The Presto/Trino Split: Context
The original Presto was created at Facebook in 2012 and open-sourced in 2013. In 2018, four of the original creators left Facebook and formed the PrestoSQL community (later renamed Trino in 2021). Since then:
- PrestoDB: Maintained by Meta and the PrestoDB Foundation. Used at Facebook-scale workloads internally at Meta.
- Trino: Independent open-source project with active community development, broad enterprise adoption. Has generally been faster to adopt Iceberg Spec v2 features.
Both engines work with Iceberg — the choice between them depends on existing infrastructure, community ecosystem, and specific feature needs.

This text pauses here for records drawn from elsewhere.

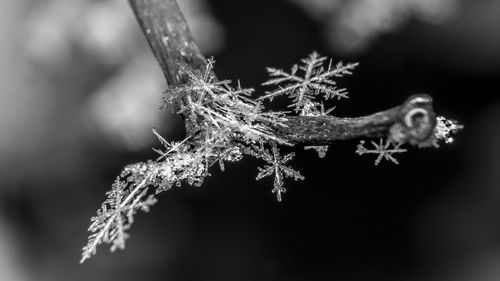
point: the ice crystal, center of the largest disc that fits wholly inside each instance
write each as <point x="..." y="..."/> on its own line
<point x="445" y="128"/>
<point x="276" y="165"/>
<point x="226" y="124"/>
<point x="384" y="150"/>
<point x="316" y="109"/>
<point x="316" y="80"/>
<point x="223" y="106"/>
<point x="128" y="194"/>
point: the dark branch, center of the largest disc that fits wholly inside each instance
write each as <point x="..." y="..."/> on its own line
<point x="172" y="43"/>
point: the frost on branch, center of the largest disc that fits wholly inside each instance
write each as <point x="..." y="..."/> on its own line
<point x="384" y="150"/>
<point x="316" y="80"/>
<point x="226" y="124"/>
<point x="445" y="128"/>
<point x="275" y="165"/>
<point x="127" y="195"/>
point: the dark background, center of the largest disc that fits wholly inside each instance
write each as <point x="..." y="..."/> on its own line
<point x="436" y="216"/>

Presto Iceberg Connector Configuration
# Presto: iceberg catalog configuration
# etc/catalog/iceberg.properties
connector.name=iceberg
hive.metastore.uri=thrift://hms-host:9083
iceberg.catalog.type=hive
# Or with Glue:
hive.metastore=glue
hive.metastore.glue.region=us-east-1
# Or with REST catalog:
iceberg.catalog.type=rest
iceberg.rest-catalog.uri=https://my-polaris.example.com
Basic Iceberg Queries in Presto
-- Create an Iceberg table
CREATE TABLE iceberg.analytics.orders (
order_id BIGINT,
customer_id BIGINT,
total DOUBLE,
order_date DATE
) WITH (
format = 'PARQUET',
partitioning = ARRAY['months(order_date)'],
location = 's3://my-bucket/warehouse/analytics/orders/'
);
-- Insert data
INSERT INTO iceberg.analytics.orders VALUES (1001, 42, 150.00, DATE '2026-05-14');
-- Query with predicate pushdown
SELECT customer_id, SUM(total) as revenue
FROM iceberg.analytics.orders
WHERE order_date >= DATE '2026-01-01'
GROUP BY customer_id
ORDER BY revenue DESC;
Time Travel in Presto
-- Query as of a specific snapshot ID
SELECT * FROM iceberg.analytics.orders
FOR VERSION AS OF 8027658604211071520;
-- Query as of a timestamp
SELECT * FROM iceberg.analytics.orders
FOR TIMESTAMP AS OF TIMESTAMP '2026-01-15 00:00:00 UTC';
Metadata Tables
-- View table history
SELECT * FROM iceberg.analytics."orders$history";
-- View snapshots
SELECT * FROM iceberg.analytics."orders$snapshots";
-- View data files with statistics
SELECT * FROM iceberg.analytics."orders$files";
Presto vs. Trino for Iceberg Workloads
| Aspect | PrestoDB | Trino |
|---|---|---|
| Maintainer | Meta + PrestoDB Foundation | Independent open-source community |
| Iceberg Spec v2 | Supported | Full (often earlier adoption) |
| Row-level deletes | Supported | Full (MoR + CoW) |
| REST Catalog | Supported | Full (broad integration) |
| Community velocity | Meta-cadenced | High (independent) |
| Enterprise ecosystem | Limited outside Meta | Broad (Starburst, etc.) |
| Best for | Meta-scale deployments, Hive-heavy orgs | General enterprise Iceberg workloads |
For most new Iceberg deployments, Trino is the more commonly recommended choice due to its broader community, faster feature adoption, and more extensive enterprise tooling (Starburst). PrestoDB is preferred in environments already standardized on the PrestoDB distribution or with specific Meta-centric tooling requirements.